Where is the evidence that the ANC’s goals have changed? To party elders, Zuma’s unforgivable sin was his electoral toxicity. Echoing past injustices, systemic patronage is being adorned with false legislative legitimacy.
South Africa’s path to sustained high growth will remain inaccessible in the absence of core policy reversals. Conversely, the style of the Ramaphosa-led ANC is to build consensus while only embracing change when not doing so threatens the party’s grip on power. If the 2024 poll doesn’t induce fundamental shifts, the entrenching of pervasive poverty will promote predatory politics, probably for decades.
The ANC’s redistribution-focused policies benefit favoured supporters while choking growth and condemning a majority of young South Africans to chronic poverty. If our ruling party can confidently maintain its majority through 2024, policy reforms will be egregiously insufficient, thus sinking the nation’s long-term prospects.
Our economy’s capacity to meaningfully employ each year’s crop of new jobseekers is astoundingly inadequate. We under-appreciate both the long-term implication and what is required to convert the absorption rate from 25% to 75%. Capable leaders with sound policies and practices would need twenty years.

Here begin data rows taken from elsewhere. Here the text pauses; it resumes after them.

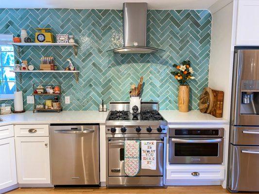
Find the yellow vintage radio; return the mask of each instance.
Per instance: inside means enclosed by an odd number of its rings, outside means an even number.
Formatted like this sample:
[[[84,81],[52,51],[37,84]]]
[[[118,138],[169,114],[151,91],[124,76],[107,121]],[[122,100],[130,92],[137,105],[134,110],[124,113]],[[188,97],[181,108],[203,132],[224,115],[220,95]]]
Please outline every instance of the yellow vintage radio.
[[[35,33],[35,42],[43,43],[53,43],[54,39],[52,32],[47,32],[46,31],[50,31],[50,28],[36,28],[36,30],[41,31],[40,32]]]

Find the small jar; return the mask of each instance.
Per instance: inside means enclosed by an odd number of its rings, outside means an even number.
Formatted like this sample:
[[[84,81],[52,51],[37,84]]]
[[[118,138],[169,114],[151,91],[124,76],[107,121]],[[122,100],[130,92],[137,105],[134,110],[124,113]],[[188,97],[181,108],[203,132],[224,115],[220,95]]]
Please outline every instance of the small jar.
[[[99,106],[99,112],[101,112],[102,111],[103,111],[103,105],[101,104]]]
[[[104,109],[103,109],[103,111],[105,112],[107,111],[107,107],[106,106],[106,104],[104,105]]]

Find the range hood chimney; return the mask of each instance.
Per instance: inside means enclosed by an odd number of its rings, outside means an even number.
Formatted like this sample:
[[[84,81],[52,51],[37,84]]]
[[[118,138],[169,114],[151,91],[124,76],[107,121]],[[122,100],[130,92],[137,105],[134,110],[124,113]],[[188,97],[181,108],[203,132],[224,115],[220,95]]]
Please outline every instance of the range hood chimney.
[[[115,54],[154,53],[164,51],[146,46],[147,3],[123,3],[123,47],[108,50]]]

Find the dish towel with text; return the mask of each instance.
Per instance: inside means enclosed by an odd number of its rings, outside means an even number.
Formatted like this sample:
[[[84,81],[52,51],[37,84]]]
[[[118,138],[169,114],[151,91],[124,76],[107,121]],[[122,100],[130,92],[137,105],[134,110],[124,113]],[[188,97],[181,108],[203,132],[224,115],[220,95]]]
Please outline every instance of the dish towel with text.
[[[156,169],[156,141],[141,141],[141,168]]]
[[[125,140],[124,143],[124,170],[129,177],[136,176],[139,171],[139,141]]]

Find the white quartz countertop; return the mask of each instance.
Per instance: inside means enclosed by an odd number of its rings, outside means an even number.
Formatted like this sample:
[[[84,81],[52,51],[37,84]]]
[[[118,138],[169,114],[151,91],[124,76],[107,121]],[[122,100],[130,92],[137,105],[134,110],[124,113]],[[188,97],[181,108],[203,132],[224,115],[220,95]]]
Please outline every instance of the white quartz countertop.
[[[229,121],[223,118],[217,118],[200,111],[190,111],[181,113],[178,111],[159,111],[159,113],[169,124],[171,123],[227,123]]]
[[[57,113],[35,113],[1,114],[4,121],[0,125],[9,124],[104,123],[108,112],[95,111],[62,111]]]
[[[9,124],[51,124],[51,123],[100,123],[104,124],[109,112],[96,111],[62,111],[57,113],[35,113],[27,111],[18,114],[1,114],[3,121],[0,126]],[[222,118],[216,118],[199,111],[180,113],[178,111],[160,111],[159,113],[169,124],[172,123],[218,123],[228,121]]]

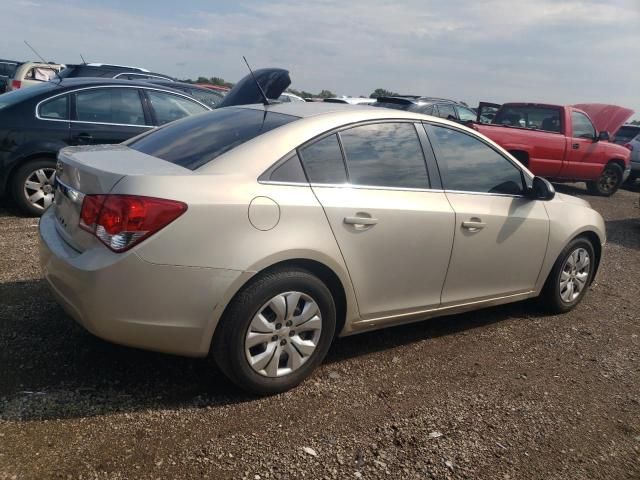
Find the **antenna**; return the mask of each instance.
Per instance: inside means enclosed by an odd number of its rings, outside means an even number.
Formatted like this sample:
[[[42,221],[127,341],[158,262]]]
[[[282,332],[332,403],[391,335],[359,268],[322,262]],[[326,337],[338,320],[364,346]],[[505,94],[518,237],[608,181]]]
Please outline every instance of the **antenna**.
[[[33,48],[31,45],[29,45],[29,42],[27,42],[26,40],[23,40],[23,42],[25,43],[25,45],[26,45],[27,47],[29,47],[29,48],[33,51],[33,53],[35,53],[35,54],[38,56],[38,58],[40,58],[40,60],[42,60],[42,63],[47,63],[47,64],[49,63],[49,62],[47,62],[44,58],[42,58],[42,55],[40,55],[38,52],[36,52],[36,49],[35,49],[35,48]],[[55,68],[52,68],[51,70],[53,70],[53,73],[55,73],[55,74],[56,74],[56,77],[58,77],[58,79],[59,79],[59,80],[60,80],[60,82],[61,82],[61,81],[62,81],[62,77],[61,77],[61,76],[60,76],[60,74],[58,73],[58,70],[56,70]],[[60,82],[58,82],[58,84],[59,84]]]
[[[269,99],[267,98],[267,94],[264,93],[264,90],[262,90],[262,87],[260,86],[260,83],[258,82],[258,80],[256,80],[256,76],[253,74],[253,70],[251,70],[251,67],[249,66],[249,62],[247,62],[247,59],[245,58],[245,56],[242,56],[242,59],[244,60],[244,63],[247,64],[247,68],[249,69],[249,72],[251,72],[251,77],[253,78],[253,81],[256,82],[256,86],[258,87],[258,90],[260,91],[260,95],[262,95],[262,103],[264,105],[270,105],[271,102],[269,102]]]

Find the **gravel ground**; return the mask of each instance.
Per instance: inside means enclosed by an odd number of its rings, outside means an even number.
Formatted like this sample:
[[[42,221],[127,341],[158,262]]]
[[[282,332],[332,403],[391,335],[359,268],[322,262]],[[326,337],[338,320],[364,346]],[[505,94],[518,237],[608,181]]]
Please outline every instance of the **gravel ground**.
[[[255,399],[205,360],[103,342],[53,301],[37,221],[0,204],[0,479],[640,478],[638,193],[596,283],[337,341],[294,391]]]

Bulging unemployment, horrific education outcomes and widespread poverty reinforce one another. Debt costs overwhelming government and household finances further narrow the options. Our conditioned reflex is to advocate for investment-friendly policies. This is only half right. It is a holdover from an earlier era when mining opportunities could attract foreign capital which would trigger decades of export earnings.
Obvious errors
Today’s expectations for inward-bound investments unrealistically presume our domestic consumers can reward them at little cost to incumbents. Rather, our dangerously high unemployment not only reflects low domestic purchasing power relative to the size of the workforce; it has reached a critical mass which can’t be overcome through simply correcting the many obvious errors.
As today’s leading emerging nations demonstrate daily, broad prosperity requires adopting competitiveness-enhancing policies to grow exports. Only then can foreign investments, preferably those that bring competitiveness-enhancing knowledge and practices, be successfully solicited.
This is fully manageable commercially. The blockages are the destructive policies our ruling party has sold to its supporters as solutions.
The composition of both the global economy and South Africa’s electorate have changed radically since three decades ago. Most of our current voters are poor, with few skills and dismal prospects, while global trends now greatly favour services and digital possibilities over bending metal and burning hydrocarbons. Yet, as underskilled as South Africa’s workforce is, the more persistent impediment to reducing unemployment is the inward bias of our national policies.
The network is the computer; the world is the economy. This evolution has seen poverty plunge in all other regions. Accelerating science alongside increasingly adaptable companies makes it easy for human productivity to exceed subsistence levels. Know-how continually expands while becoming ever easier to diffuse. Just as famines have been mostly eliminated, pervasive poverty surrenders amid competent governance.
This region’s paucity of well-performing governments traces to traditions persisting from the agricultural era. Back then, nearly everyone lived within feudal or chiefdom structures which rigidly concentrated political and economic power around land ownership. Their stability reflected elites accumulating grain and livestock, which would often prove invaluable when harvests were insufficient.
Cascades of advancements
Industrialisation greatly enhanced farming productivity which in turn unleashed cascades of advancements beyond what anyone could have previously imagined.
Today’s global economy is a hundred times larger than it was two hundred years ago. There are nearly eight times more people who, on average, live twice as long and are more than ten times richer. It is not that the benefits have flowed disproportionately to the very wealthy. Poverty has plunged as a truly massive middle class has emerged.
A knack for taking credit enhances the popularity of politicians and their parties. Yet, as the pandemic reminds us, it is the scientists and business people who are more capable.
When rulers live sumptuously while most meekly live off the land or the state, this is completely at odds with the higher output of 21st century workers. Our government and economy both need overhauls. Injustices – recent, historic and ongoing – are secondary, yet they dominate our dialogues.
Fixing infrastructure and state-owned enterprises is important, as is tamping down corruption and attracting long-term foreign investments. Improving markedly in all of these areas would not, however, constitute a solution. For the percentage of working-age South Africans who will be unemployed twenty, or thirty, years from now to resemble that of a normal country, the ANC’s policy biases must soon be overcome.
Redistribution is inherently anti-growth
Focusing on redistribution is inherently anti-growth. It is also inherently isolationist which, given the dynamics of the global economy, is an option that even wealthy countries dare not entertain.
Our jailed former president strung together many meagre legal victories to buy much time. Even more than being a consensus builder, our current president seeks progress through small, gradual steps.
Minor successes will erode political pressure for the core policy reversals required to overcome rampant poverty through sustaining strong, export-led growth.